The issue is in the Pool ID mapping comfig map for Ceph-csi (as follows):

perf-2 (c1)
===========

Pool ID for the RBD pool is 2 :pool 2 'ocs-storagecluster-cephblockpool' (from ceph osd pool ls detail)

CSI mapping ConfigMap has this:$ oc get cm -n openshift-storage rook-ceph-csi-mapping-config -o yaml
apiVersion: v1
data:
  csi-mapping-config-json: '[{"ClusterIDMapping":{"openshift-storage":"openshift-storage"},"RBDPoolIDMapping":[{"1":"2"}]}]'
kind: ConfigMap

perf3 (c2)
==========

Pool ID for the RBD pool is 1: pool 1 'ocs-storagecluster-cephblockpool'

CSI mapping ConfigMap has this:

$ oc get cm -n openshift-storage rook-ceph-csi-mapping-config -o yaml
apiVersion: v1
data:
  csi-mapping-config-json: '[{"ClusterIDMapping":{"openshift-storage":"openshift-storage"},"RBDPoolIDMapping":[{"8":"1"}]}]'
kind: ConfigMap

The PVC was initially created on the cluster that was lost and hence had this as the CSI Volume Handle volumeHandle: 0001-0011-openshift-storage-0000000000000008-06e1ec21-887c-4734-baf4-8f12a319ae0a

Note the 000008 that is the Pool ID, which is not the pool ID in either of the current clusters.
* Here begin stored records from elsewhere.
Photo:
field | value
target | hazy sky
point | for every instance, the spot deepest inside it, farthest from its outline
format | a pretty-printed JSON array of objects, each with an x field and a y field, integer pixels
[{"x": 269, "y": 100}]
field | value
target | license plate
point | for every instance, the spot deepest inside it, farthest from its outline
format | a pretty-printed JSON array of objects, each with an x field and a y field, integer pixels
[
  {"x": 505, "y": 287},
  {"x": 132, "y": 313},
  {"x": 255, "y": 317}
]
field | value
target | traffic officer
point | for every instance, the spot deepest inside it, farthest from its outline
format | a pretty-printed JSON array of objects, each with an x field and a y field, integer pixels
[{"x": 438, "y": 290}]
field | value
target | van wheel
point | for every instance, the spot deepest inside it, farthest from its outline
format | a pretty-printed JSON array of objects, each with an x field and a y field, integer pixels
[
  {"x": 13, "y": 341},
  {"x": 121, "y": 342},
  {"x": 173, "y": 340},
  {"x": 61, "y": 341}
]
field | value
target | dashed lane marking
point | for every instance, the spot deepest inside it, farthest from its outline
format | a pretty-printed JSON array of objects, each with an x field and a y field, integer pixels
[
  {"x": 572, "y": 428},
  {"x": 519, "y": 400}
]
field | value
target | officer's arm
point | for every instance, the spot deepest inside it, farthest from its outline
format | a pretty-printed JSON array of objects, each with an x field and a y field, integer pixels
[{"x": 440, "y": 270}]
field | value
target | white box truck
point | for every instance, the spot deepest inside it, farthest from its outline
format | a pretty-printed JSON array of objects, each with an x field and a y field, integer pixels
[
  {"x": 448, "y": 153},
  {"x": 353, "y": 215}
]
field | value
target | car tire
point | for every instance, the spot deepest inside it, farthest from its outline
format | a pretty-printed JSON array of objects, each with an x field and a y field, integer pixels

When this was failed over to perf3 the existing CSI mapping mapped ID 8 to ID 1 in perf3, this is correct.

When we added the new cluster perf-2 neither of the CSI mappings work, as the new cluster has Pool ID 1, which is why the error messages also point to the pool with ID 8 on perf-2: pool 8 'ocs-storagecluster-cephobjectstore.rgw.log'.

Anyway, this is an interesting issue, we need to map an non-existing Pool ID to one of the existing pool IDs in the current clusters. Ceph-CSI would need to fix this.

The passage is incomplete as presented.